Joel, I’m sure you will find a service that will refund you a whole month for 1% downtime. Hell, I’m sure you’ll even find a service that will offer you a million dollars for every 0.1% downtime you experience.

… but you will have to pay for it: arm, leg, and first several born.

So now the question is: how much does that blink of downtime really cost you? Are you ready to make that kind of investment into your ifrastructure? Will you see a ROI on those last fractions of a percent uptime?

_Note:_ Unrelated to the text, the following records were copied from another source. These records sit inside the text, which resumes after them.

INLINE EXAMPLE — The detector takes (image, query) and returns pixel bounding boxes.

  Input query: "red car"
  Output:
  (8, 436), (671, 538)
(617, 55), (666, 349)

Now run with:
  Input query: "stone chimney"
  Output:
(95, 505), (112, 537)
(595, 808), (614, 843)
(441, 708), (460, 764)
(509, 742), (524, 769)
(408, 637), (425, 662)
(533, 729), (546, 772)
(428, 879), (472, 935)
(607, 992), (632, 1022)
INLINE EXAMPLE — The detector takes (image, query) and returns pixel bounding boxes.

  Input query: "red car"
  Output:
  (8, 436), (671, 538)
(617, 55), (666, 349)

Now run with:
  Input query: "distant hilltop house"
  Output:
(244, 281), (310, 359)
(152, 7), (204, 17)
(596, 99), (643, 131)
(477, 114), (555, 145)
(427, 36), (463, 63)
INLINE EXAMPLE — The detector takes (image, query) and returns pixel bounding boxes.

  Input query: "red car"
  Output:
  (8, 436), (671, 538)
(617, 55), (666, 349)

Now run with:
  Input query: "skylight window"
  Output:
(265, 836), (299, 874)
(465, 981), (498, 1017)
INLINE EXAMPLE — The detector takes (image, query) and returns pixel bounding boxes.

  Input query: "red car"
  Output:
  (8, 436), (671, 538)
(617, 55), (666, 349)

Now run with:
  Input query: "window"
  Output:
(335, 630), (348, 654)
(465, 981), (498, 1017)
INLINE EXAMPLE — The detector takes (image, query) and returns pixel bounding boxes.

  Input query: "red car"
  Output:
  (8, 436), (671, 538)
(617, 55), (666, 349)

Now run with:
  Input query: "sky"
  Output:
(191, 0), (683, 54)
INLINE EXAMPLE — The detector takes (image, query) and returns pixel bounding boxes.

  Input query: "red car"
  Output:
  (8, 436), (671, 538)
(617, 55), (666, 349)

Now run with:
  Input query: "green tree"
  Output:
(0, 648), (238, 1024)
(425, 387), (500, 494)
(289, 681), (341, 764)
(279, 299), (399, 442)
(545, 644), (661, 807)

That is the point of this article. I’m reading a bunch of comments along the lines of “well, if your backend is reliable, then how is 99.99% hard?” Under normal circumstance that shit is easy: hell, I’ve had an 10 year old PC running OpenBSD as a firewall; it went a year and a half with a reboot. Did I do anything special to ensure 100% uptime? No, I was damn lucky — and weather, the power company, local hoodlums, and everything else under Murphy’s belt just happened to miss me for those 18 months. When you want to be a breath away from always always on, you are paying for multiple data centers spread through out the country on different backbones.

Joel, does your e-tail business make enough money to pay for that kinda uptime?

John D. Mitchell 08 Dec 05

Hmm… I posted my (fairly long) comment yesterday afternoon and it’s hasn’t appeared yet. Unless I’m forgetting something, my comment certainly fit your criteria for a posting. If you don’t wish to publish it, please email me the contents and I’ll blog it instead. Thanks, John.

Geoffrey Sneddon 08 Dec 05

I think Google Analysis is a good example. They’re hardly a minor company, yet they had scalability issues.

phpkerouac 08 Dec 05

the five nines always refers to “unscheduled” downtime. this does not include standard maintenance, upgrades, updates, et al…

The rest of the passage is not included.